Tue, 22 May 2001

Ariel Sharon starts barrage of flak after air raid

By Jeff Abramowitz

JERUSALEM (DPA): Whatever its military achievements, the recent Israeli air strike against Palestinian targets has unleashed barrage of criticism against Israeli Premier Ariel Sharon.

Although Sharon justified the use of F-16 fighter planes, saying that while he would compromise politically, he would never compromise militarily, commentators in Israel were almost unanimous in their analysis that strike was at best an over- reaction, at worst a terrible tactical mistake.

The Israeli strike came hours after a Palestinian suicide bomber killed himself and five Israelis at the entrance to a shopping mall on Friday morning.

The question the analysts -- and the more thoughtful Israeli -- are asking is whether the F-16 strike was launched out of a desire for revenge, or whether it indicated a new Israeli tactic of escalating the conflict.

A source in Sharon's bureau was quoted in the Yediot Aharanot daily Sunday as saying that with the F-16 strike, Israel sent a clear message to Palestinian President Yasser Arafat that if fatal attacks inside Israel should continue then Israel would "be forced to act even more aggressively".

Ze'ev Schiff, doyen of Israeli military analysts, wrote in the Ha'aretz daily that none of the targets chosen for the air strike justified the use of F-16 war planes.

Instead, he said, the air strike "escalated the limited war between Israel and the Palestinians to a new, more extreme and dangerous level".

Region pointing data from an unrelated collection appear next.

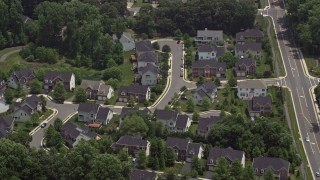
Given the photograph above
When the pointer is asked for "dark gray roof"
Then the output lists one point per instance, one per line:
(249, 46)
(63, 76)
(193, 149)
(182, 121)
(206, 122)
(270, 162)
(149, 67)
(137, 174)
(228, 153)
(249, 33)
(210, 63)
(87, 107)
(134, 89)
(166, 114)
(245, 61)
(149, 56)
(178, 143)
(132, 141)
(144, 46)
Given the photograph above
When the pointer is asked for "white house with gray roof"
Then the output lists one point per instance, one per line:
(126, 40)
(248, 89)
(206, 90)
(205, 36)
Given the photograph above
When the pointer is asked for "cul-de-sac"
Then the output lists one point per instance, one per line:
(159, 89)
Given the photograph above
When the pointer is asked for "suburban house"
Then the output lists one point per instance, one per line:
(132, 144)
(22, 78)
(148, 75)
(127, 111)
(280, 167)
(209, 68)
(94, 114)
(97, 90)
(24, 110)
(207, 52)
(248, 89)
(244, 67)
(140, 93)
(261, 105)
(249, 35)
(205, 36)
(73, 134)
(174, 121)
(244, 50)
(229, 154)
(184, 148)
(206, 90)
(3, 86)
(51, 79)
(6, 125)
(126, 40)
(137, 174)
(205, 123)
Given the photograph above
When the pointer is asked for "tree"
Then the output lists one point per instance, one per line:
(190, 105)
(35, 87)
(80, 95)
(232, 82)
(134, 125)
(8, 95)
(268, 175)
(221, 171)
(166, 49)
(59, 92)
(142, 160)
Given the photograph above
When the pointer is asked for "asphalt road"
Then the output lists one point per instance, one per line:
(64, 110)
(300, 85)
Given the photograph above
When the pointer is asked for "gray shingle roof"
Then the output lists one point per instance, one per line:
(137, 174)
(270, 162)
(206, 122)
(182, 121)
(179, 143)
(230, 154)
(249, 46)
(63, 76)
(210, 63)
(132, 141)
(149, 56)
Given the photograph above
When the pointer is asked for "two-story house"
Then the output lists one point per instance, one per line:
(97, 90)
(6, 125)
(244, 50)
(94, 114)
(25, 109)
(173, 121)
(280, 167)
(229, 154)
(205, 36)
(248, 89)
(205, 124)
(22, 78)
(126, 40)
(66, 78)
(184, 148)
(207, 52)
(140, 93)
(209, 68)
(73, 134)
(261, 105)
(206, 90)
(249, 35)
(132, 145)
(244, 67)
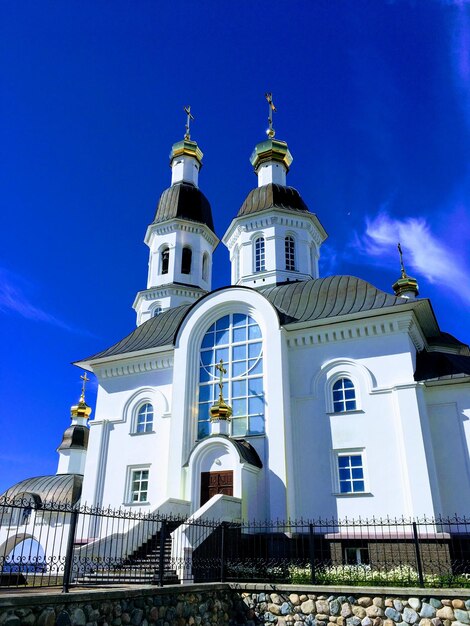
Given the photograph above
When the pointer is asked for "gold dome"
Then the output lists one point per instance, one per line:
(81, 409)
(186, 147)
(220, 411)
(271, 150)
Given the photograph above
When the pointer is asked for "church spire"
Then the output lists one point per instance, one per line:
(405, 286)
(181, 237)
(186, 156)
(74, 444)
(271, 159)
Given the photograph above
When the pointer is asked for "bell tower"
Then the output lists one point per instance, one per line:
(274, 238)
(181, 237)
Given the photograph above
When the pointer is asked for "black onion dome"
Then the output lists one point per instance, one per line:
(184, 201)
(270, 196)
(75, 437)
(59, 488)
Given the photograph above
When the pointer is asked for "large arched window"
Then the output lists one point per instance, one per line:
(236, 339)
(186, 258)
(344, 396)
(144, 421)
(289, 246)
(260, 258)
(164, 260)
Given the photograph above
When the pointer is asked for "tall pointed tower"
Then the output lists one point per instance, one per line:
(181, 237)
(274, 238)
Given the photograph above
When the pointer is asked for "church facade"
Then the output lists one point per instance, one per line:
(343, 400)
(283, 395)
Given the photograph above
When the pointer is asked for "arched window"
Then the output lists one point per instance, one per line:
(186, 257)
(289, 246)
(236, 339)
(260, 263)
(236, 261)
(164, 260)
(344, 396)
(144, 422)
(205, 266)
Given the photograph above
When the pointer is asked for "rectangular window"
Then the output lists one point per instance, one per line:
(351, 473)
(259, 255)
(354, 555)
(139, 480)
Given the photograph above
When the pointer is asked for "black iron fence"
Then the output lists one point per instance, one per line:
(54, 544)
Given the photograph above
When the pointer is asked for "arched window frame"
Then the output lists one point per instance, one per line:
(164, 260)
(205, 266)
(236, 264)
(259, 254)
(252, 380)
(145, 395)
(344, 395)
(330, 395)
(290, 253)
(156, 309)
(186, 260)
(143, 426)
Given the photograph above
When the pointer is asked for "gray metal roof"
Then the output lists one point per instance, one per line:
(155, 332)
(327, 297)
(302, 301)
(272, 195)
(59, 488)
(184, 201)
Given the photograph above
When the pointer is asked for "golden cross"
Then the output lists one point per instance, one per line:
(269, 97)
(190, 117)
(222, 370)
(403, 272)
(85, 380)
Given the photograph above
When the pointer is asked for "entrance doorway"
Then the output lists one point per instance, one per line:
(213, 483)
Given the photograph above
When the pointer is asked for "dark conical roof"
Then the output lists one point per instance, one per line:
(60, 488)
(76, 437)
(272, 195)
(184, 201)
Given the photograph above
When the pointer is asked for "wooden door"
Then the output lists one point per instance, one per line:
(213, 483)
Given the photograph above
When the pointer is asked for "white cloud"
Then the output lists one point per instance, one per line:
(14, 300)
(426, 255)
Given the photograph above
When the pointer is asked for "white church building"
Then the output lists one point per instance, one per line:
(289, 394)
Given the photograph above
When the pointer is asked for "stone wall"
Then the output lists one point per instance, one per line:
(218, 604)
(291, 608)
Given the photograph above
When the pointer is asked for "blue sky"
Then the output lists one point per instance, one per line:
(373, 98)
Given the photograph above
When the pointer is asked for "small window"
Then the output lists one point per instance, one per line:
(351, 473)
(237, 264)
(344, 396)
(165, 260)
(145, 419)
(186, 258)
(354, 555)
(289, 246)
(139, 485)
(205, 265)
(260, 259)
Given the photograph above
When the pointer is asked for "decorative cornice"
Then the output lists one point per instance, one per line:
(177, 224)
(327, 331)
(275, 216)
(129, 367)
(155, 293)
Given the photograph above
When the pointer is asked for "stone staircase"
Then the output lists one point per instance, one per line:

Commentator Sever Plotzker went even further in the Yediot Aharanot daily, saying outright that the air strikes -- which he called "pointless" -- "intensified the nervousness and feeling that we are deteriorating toward war".

"What we have here is a loss of balance in this whole conflict," former Israeli Air Force commander Eitan Ben-Eliahu told Israel Army Radio.

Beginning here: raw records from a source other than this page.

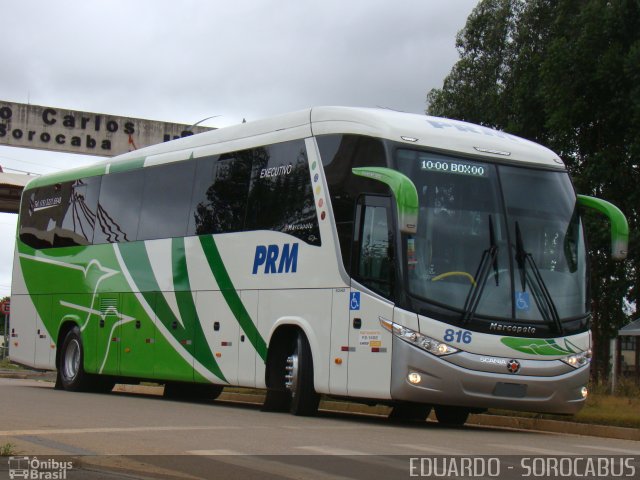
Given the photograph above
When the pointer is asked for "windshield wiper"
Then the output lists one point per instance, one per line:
(541, 294)
(489, 258)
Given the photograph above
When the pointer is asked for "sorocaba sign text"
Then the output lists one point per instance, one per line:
(50, 128)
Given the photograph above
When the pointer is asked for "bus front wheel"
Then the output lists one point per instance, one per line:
(299, 379)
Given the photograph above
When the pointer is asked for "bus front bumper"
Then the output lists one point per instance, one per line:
(443, 382)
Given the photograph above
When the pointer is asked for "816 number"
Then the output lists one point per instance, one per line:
(458, 336)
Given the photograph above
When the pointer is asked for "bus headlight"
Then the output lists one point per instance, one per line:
(578, 360)
(428, 344)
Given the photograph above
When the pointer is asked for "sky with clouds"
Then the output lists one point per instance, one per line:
(243, 59)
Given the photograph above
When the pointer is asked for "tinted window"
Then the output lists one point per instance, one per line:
(341, 153)
(281, 194)
(375, 265)
(119, 207)
(166, 200)
(223, 208)
(200, 215)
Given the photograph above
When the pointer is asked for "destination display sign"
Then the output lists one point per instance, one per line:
(58, 129)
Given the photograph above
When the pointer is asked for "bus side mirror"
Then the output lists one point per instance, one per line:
(619, 225)
(403, 190)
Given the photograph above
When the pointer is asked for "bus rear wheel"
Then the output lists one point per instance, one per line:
(299, 379)
(452, 416)
(71, 374)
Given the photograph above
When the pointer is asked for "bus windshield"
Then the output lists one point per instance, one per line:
(495, 241)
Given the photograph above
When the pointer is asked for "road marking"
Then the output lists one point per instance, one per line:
(505, 448)
(66, 431)
(324, 450)
(429, 449)
(619, 451)
(272, 465)
(213, 453)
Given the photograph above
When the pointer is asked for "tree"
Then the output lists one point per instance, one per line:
(564, 73)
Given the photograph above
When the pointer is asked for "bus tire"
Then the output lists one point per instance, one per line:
(71, 374)
(406, 412)
(299, 368)
(452, 416)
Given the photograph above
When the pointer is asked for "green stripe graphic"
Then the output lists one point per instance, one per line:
(231, 295)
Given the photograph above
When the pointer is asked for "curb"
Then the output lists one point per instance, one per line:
(482, 420)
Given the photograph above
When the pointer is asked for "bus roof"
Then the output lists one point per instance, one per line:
(445, 135)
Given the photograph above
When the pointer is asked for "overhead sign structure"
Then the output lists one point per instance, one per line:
(57, 129)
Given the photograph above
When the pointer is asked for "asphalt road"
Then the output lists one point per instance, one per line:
(125, 435)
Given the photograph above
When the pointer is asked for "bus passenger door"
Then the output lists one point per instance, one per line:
(339, 358)
(43, 340)
(247, 355)
(137, 342)
(372, 284)
(108, 338)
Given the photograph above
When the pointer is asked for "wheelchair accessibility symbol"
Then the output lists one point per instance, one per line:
(522, 301)
(354, 302)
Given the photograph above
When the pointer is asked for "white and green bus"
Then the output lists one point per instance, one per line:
(379, 256)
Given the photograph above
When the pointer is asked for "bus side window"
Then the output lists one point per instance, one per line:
(118, 210)
(374, 247)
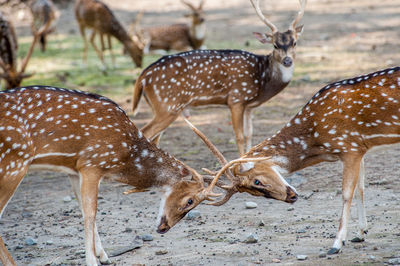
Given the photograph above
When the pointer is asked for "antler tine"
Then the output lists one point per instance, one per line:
(299, 14)
(256, 6)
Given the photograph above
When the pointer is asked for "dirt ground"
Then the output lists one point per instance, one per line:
(341, 39)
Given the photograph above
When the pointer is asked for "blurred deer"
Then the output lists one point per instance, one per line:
(8, 53)
(239, 79)
(178, 37)
(43, 12)
(97, 16)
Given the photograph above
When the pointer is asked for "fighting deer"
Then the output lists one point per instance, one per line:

While the air strike may have satisfied some atavistic desire on the part of Israelis for revenge, the fact that Israel used fighter planes against West Bank targets for the first time since 1967 indicates that the previous policy of using helicopters failed to achieve the aim of forcing the Palestinians to lay down their arms.

Writing in Ha'aretz Sunday, Doron Rosenblum noted that "sending in F-16's ... for a failed strike against a few Kalashnikov-bearing gunmen in Nablus, almost at the end of the aircrafts' runway, symbolizes the depth of the desperation, the dizzy spin, the political and military bankruptcy reached by the Sharon government after 100 days in office".

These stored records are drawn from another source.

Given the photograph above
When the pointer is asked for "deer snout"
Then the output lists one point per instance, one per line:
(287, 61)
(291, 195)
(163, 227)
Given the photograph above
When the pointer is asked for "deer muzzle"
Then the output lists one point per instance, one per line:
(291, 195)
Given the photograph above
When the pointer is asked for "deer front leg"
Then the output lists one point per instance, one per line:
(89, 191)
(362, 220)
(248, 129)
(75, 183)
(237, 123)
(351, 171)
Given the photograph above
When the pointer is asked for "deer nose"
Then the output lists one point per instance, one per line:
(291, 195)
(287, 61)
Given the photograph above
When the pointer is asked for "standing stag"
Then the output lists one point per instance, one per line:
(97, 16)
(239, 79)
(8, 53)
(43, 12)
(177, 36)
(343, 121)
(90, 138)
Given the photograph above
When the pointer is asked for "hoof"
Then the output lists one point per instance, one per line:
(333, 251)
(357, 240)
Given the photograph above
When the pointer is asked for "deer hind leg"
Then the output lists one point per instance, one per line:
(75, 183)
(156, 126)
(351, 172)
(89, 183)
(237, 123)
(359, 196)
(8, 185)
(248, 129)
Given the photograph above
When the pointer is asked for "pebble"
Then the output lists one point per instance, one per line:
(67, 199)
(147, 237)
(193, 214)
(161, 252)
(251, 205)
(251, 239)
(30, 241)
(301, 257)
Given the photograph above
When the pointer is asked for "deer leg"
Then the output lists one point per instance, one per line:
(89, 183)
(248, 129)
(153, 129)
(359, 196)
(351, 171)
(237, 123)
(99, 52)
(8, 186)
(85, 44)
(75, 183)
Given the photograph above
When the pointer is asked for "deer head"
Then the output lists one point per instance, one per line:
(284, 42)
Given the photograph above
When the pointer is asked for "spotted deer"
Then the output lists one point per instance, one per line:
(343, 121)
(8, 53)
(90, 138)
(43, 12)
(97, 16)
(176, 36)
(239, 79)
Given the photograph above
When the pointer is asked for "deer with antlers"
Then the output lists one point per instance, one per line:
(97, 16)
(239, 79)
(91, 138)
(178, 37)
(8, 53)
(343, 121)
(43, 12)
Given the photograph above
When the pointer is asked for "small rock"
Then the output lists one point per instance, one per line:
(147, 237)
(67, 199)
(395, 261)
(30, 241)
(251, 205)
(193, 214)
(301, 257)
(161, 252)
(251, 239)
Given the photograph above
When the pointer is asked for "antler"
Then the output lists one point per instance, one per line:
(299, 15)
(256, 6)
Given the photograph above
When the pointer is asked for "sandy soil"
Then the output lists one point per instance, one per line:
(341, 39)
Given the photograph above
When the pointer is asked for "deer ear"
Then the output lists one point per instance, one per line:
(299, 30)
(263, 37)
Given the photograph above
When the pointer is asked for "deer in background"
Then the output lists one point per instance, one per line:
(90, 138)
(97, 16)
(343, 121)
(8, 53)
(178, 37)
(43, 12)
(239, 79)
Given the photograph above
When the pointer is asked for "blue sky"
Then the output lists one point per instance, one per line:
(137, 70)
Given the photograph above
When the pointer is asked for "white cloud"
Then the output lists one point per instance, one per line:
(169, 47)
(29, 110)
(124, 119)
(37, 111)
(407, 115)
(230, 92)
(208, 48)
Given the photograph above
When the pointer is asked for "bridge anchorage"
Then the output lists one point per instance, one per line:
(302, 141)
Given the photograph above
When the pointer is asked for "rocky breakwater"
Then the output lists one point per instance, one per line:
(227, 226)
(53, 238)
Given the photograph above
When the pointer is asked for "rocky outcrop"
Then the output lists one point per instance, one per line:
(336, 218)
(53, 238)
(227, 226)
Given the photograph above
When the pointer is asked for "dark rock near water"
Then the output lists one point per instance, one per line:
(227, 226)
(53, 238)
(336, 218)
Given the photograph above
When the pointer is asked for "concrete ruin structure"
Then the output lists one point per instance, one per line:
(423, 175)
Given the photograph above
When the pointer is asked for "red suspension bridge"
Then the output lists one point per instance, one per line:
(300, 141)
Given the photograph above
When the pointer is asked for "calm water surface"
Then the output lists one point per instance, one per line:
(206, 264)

"What would happen," he asked, "after a terror attack in which 20 people were killed? An atomic bomb on Ramallah?"

All Israeli analysts were unanimous that the Israeli action would not bring about a cease-fire.

"There should be no mistake: more bombing of this type will not make the Palestinians raise a white flag ... After eight months of fighting they say they have nothing to lose and have only one option: to keep fighting," analyst Roni Shaked pointed out in Yediot.

Most Israeli criticism, however was concerned with the diplomatic fallout after the bombing raid, rather than its military usefulness.

"Under the present circumstances and timing, I wouldn't send an F- 16 up into the air because of the consequences of such a step could be extremely harsh," former Air Force commander Ben- Eliahu said.

Respected commentator Hemi Shalev, writing in the Ma'ariv daily, wrote that "military speaking the F-16's achieved rather negligible results, but in terms of diplomacy and public relations, Israel bombed itself in the knee."

In the space of eight months, Shalev lamented, the Israeli- Palestinian confrontations "have gone from the M-16 rifle to the F-16 plane".